Zoning Meetings Confront Issue of All Undergrads on Campus, Loop Road
Two meetings of the D.C. Zoning Commission—May 12 and May 16—dealt with the issues of the D.C. Office of Planning's review of Georgetown University's 2010-2020 campus plan. The Office of Planning calls for the university to house 100 percent of its undergraduate students on campus by fall semester 2016, as well as the university's proposed loop road, which would cut north to south on the west edge of the main campus.
At the May 16 zoning board meeting, District Department of Transportation officials said it cannot support the university's application for the road because Georgetown did not submit enough information. "The Zoning Commission members were left wondering how they could evaluate a plan without specific guidance or suggestions from the transportation agency," according to the Georgetown Patch.
Zoning commissioner Peter May found it "unusual" to get a report, especially for something as long gestating as the campus plan, and for DDOT to then “say you believe their report is inadequate." This uncertainty left the zoning commission wondering how it might evaluate the loop road, especially in light of the possibility that a new hospital might be built on the campus in the future.
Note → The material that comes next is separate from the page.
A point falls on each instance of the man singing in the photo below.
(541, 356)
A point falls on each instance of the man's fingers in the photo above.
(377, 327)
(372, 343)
At the May 12 meeting, Jennifer Steingasser of the Office of Planning discussed its findings with Maureen Dwyer, an attorney for Georgetown University, who questioned Steingasser on the requirements of housing 100 percent of undergraduates on campus by autumn 2016 and the huge cost involved. Steingasser said that the panel ignored the economics and simply wanted to issue constraints on students living in the nearby neighborhood—whose larger numbers affect the quality of life—and that it hoped to maintain "neighborhood conservation" and restore balance.
The Office of Planning stated in its report: "O.P. is concerned that the maximum total enrollment of students…places the surrounding neighborhoods at the tipping point of diminished residential character. Off-campus student living and commuting traffic add to the deterioration of the residential character of the surrounding neighborhoods." If Georgetown cannot meet the projected numbers, it would have to adjust its enrollment caps.
While the evaluations by the Office of Planning and the DDOT are not binding on the zoning commission, they do have enormous influence on the zoning debate.
The next zoning meetings on the campus plan will be on June 2 and 6.